ミニマル/コンセプチュアル:ドロテ&コンラート・フィッシャーと1960-70年代美術(兵庫展)

ドロテ・フィッシャーとコンラート・フィッシャー 1969年 Photo: Gerhard Richter

ミニマル・アートは、主に1960年代のアメリカで展開した美術の潮流である。作家の手仕事やその痕跡を廃し、工業用素材や既製品を用いて、単純で幾何学的な形やその反復から成る作品を制作した。ミニマル・アートに続いて現れ、同時代に国際的な広がりを見せたコンセプチュアル・アートは、物質的な制作物以上に、その元となるコンセプトやアイデアを重視。特定の形式に縛られることなく、言葉や印刷物、日用品、作家自身の行為、それを記録する写真や映像など、多様な媒体が用いられた。
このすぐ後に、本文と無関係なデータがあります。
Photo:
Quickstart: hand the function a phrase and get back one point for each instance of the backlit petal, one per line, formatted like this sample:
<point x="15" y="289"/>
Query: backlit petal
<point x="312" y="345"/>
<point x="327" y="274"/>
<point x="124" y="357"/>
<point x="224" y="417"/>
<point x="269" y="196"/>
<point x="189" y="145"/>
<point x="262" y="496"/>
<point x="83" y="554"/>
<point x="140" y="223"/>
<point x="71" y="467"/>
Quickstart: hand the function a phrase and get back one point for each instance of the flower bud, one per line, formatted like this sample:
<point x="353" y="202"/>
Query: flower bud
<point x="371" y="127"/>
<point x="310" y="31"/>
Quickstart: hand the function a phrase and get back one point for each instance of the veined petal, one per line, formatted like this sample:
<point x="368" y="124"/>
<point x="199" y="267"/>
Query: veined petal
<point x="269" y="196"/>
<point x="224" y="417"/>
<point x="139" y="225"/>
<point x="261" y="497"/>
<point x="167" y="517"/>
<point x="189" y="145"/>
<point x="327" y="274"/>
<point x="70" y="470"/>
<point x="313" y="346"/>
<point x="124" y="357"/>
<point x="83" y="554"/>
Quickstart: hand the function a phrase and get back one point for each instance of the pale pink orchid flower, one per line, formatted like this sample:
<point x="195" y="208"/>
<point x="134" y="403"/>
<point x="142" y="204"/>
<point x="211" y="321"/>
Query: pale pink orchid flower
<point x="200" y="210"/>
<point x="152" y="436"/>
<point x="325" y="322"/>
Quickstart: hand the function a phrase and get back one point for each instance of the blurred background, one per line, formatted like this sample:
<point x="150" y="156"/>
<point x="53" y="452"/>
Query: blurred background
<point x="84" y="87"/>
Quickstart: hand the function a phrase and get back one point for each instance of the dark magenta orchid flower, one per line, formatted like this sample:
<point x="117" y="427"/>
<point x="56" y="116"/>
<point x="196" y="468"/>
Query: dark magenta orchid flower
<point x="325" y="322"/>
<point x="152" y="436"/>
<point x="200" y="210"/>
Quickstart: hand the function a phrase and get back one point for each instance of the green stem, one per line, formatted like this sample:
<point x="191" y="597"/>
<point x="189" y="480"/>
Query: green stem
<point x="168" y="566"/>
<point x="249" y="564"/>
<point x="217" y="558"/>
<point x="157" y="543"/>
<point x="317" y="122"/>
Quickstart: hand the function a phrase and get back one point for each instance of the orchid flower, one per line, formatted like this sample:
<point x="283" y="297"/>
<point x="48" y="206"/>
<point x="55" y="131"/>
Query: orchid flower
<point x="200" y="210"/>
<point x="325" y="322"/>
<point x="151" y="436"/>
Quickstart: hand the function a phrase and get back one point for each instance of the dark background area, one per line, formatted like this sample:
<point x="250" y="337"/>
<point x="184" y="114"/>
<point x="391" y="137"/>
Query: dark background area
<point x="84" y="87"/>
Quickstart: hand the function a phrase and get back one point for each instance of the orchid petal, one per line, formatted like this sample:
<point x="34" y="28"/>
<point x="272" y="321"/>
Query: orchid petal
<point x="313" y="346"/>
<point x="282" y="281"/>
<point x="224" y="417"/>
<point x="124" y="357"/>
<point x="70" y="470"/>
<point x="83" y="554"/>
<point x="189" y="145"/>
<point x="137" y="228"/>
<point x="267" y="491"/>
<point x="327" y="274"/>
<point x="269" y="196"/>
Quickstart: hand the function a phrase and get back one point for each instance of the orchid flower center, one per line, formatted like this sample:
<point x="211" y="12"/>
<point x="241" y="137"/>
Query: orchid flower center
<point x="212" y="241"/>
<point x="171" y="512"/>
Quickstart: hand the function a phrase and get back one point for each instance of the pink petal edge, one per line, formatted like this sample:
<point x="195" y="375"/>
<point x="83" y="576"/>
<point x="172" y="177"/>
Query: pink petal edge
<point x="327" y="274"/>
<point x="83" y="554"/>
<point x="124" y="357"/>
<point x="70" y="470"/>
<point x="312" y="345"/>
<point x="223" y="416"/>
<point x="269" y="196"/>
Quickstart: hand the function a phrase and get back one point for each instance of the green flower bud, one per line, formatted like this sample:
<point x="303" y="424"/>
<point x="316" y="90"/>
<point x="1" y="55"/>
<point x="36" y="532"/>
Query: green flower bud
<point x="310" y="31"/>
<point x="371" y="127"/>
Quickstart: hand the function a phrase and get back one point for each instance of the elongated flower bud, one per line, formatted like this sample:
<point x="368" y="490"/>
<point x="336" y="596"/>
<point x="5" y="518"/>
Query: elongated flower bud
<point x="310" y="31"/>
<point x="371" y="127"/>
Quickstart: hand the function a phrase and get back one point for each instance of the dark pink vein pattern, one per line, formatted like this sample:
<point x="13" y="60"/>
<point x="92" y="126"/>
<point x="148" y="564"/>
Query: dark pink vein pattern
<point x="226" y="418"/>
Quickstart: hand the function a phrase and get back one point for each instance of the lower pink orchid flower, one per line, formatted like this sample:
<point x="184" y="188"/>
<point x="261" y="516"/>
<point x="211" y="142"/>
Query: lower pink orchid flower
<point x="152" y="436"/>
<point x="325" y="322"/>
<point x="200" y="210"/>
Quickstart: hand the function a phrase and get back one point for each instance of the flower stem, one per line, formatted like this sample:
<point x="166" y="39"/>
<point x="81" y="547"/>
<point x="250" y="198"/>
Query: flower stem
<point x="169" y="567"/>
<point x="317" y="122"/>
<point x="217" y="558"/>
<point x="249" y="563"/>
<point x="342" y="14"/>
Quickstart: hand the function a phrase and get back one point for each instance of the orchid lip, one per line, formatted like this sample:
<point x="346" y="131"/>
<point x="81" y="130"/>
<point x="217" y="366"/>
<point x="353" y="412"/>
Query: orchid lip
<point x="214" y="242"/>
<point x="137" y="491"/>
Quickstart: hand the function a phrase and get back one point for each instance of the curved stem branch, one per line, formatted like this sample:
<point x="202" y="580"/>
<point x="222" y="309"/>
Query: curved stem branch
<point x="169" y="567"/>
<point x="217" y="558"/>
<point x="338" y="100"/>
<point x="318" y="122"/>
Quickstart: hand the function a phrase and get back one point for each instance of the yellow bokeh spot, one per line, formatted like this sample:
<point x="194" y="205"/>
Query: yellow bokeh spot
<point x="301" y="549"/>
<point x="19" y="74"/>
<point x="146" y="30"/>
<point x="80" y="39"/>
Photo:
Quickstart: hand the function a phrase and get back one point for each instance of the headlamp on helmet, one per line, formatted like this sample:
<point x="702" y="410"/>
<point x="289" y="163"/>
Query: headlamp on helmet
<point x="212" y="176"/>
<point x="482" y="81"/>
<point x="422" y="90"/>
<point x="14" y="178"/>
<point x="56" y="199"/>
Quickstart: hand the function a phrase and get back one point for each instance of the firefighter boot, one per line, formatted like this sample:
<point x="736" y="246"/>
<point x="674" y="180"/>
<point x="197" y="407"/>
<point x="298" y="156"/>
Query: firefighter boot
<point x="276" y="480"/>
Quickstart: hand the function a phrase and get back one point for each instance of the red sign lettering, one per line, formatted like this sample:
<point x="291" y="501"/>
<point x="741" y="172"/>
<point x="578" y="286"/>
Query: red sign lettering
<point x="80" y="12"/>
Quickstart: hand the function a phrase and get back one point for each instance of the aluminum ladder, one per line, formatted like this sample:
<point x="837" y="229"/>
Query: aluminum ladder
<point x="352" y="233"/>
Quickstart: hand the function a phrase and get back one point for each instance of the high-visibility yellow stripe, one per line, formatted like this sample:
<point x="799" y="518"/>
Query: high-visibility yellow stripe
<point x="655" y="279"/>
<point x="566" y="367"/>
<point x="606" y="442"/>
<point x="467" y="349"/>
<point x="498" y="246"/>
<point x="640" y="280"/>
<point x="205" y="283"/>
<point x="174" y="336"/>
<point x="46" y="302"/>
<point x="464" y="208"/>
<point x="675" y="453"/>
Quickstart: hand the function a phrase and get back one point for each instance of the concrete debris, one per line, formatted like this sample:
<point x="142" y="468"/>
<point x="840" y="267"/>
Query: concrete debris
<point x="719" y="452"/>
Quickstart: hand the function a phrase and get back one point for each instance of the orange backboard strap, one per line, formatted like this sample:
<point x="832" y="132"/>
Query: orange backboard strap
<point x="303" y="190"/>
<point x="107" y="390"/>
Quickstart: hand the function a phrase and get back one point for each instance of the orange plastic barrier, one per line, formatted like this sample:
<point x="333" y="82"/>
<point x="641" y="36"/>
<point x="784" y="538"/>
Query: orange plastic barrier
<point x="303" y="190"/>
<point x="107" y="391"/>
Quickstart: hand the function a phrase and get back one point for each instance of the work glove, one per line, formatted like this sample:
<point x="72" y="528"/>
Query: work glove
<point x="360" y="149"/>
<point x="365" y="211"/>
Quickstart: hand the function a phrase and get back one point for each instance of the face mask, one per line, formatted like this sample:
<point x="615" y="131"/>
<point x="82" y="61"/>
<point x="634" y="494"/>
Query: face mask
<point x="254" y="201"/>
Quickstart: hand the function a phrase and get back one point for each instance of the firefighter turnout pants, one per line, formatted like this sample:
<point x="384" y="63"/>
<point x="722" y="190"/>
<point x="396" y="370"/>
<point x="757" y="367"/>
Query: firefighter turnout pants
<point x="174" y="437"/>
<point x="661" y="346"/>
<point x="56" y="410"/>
ドロテ&コンラート・フィッシャー夫妻は、1967年にデュッセルドルフにギャラリーを開き、こうした同時代の国際的な動向をいち早く紹介した。フィッシャー夫妻は展覧会を手掛けた作家たちの作品を収集すると共に、その制作過程に関わる書簡や指示書、ドローイングといった多彩な資料も保管していった。
本展は、故フィッシャー夫妻のコレクションを収蔵したノルトライン=ヴェストファーレン州立美術館の全面的な協力のもと、フィッシャー夫妻旧蔵の貴重な作品と資料、ならびに日本国内に所蔵される主要作品を通じて、今日のアートに大きな影響を与えたこの二つの芸術動向を振り返る。